Biography
Doann Houghton-Alico is a prize-winning author of both poetry and technical books. Maps, remote places, different cultures, and travel have always fascinated Doann, who is a New Yorker by birth and slight accent. Although always with a home back in Briarcliff Manor, an hour north of New York City, she also lived in New Mexico, Arizona, Nevada, and southern California as a child, and never lost her love of the Southwest.
In 1973 in the process of a divorce, she loaded up her three children and their dog in her VW camper and headed west, ending up in Telluride, CO, where, with a friend, she started the Deep Creek Review, a literary and issue-oriented investigative journal, was elected to the first “newcomer” town council, and worked as general contractor and electrician for the home she built there. Having previously been an environmental public interest lobbyist working mainly with the U.S. Senate on aspects of the Clean Air Act, and others, she found small-town local politics an interesting change and challenge. She left Telluride in 1979 for Denver for a real job and better schooling for her children.
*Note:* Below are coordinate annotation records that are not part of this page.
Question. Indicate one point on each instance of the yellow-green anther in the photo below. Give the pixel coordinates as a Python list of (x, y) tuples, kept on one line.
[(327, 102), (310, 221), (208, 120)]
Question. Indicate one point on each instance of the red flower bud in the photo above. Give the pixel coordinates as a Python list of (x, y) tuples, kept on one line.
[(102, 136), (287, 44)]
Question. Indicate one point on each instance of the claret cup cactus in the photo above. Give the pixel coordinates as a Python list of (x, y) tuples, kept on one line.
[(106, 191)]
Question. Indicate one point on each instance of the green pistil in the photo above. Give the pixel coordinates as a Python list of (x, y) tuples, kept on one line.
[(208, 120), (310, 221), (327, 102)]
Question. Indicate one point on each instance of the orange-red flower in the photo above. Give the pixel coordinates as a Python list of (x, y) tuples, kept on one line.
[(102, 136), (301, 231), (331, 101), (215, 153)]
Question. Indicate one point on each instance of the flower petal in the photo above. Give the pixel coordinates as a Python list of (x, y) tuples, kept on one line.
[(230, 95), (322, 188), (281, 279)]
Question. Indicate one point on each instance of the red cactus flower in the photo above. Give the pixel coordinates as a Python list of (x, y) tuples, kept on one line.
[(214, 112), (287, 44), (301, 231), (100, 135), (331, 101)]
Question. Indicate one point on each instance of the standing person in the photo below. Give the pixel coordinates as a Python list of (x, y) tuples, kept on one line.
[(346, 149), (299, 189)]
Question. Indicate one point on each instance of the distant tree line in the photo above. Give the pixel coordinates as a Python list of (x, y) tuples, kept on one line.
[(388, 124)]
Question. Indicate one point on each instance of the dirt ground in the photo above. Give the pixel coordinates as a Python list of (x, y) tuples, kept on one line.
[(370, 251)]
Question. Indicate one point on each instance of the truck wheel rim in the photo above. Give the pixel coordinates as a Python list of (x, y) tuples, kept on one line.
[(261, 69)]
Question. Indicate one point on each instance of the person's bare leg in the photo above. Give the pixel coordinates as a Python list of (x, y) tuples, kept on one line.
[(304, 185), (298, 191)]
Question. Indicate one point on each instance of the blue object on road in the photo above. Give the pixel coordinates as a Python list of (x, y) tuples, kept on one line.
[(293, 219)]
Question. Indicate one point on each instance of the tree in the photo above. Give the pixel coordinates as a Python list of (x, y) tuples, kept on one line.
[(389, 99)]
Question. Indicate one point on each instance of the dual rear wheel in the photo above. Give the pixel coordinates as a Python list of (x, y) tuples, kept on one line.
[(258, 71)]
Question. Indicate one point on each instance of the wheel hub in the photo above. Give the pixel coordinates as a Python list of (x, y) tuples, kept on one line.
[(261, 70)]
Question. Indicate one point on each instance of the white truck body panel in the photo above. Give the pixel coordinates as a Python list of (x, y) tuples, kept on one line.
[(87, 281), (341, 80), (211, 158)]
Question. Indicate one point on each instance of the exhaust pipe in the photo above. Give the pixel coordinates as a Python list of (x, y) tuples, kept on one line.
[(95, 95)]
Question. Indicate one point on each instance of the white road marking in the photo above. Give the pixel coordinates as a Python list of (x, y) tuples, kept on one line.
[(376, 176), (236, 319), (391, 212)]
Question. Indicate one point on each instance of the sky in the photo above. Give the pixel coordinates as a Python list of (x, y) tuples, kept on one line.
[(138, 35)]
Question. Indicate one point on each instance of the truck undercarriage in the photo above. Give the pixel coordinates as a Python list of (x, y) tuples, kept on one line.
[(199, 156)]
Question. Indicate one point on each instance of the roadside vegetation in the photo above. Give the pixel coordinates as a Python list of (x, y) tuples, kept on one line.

After serving as a consultant for a nonprofit involved in cross-cultural training, she started her own technical writing company, which she sold when she retired about the same time as her second husband, a United Airlines Captain, who knew exactly when he had to retire (at that time it was age 60). Having been sailors for several years, they then sailed around the world for 10 years. Upon their return, they settled in the central Colorado Rockies.
Doann is a member of the Shavano Poets’ Society and Columbine Poets of Colorado, the state poetry society.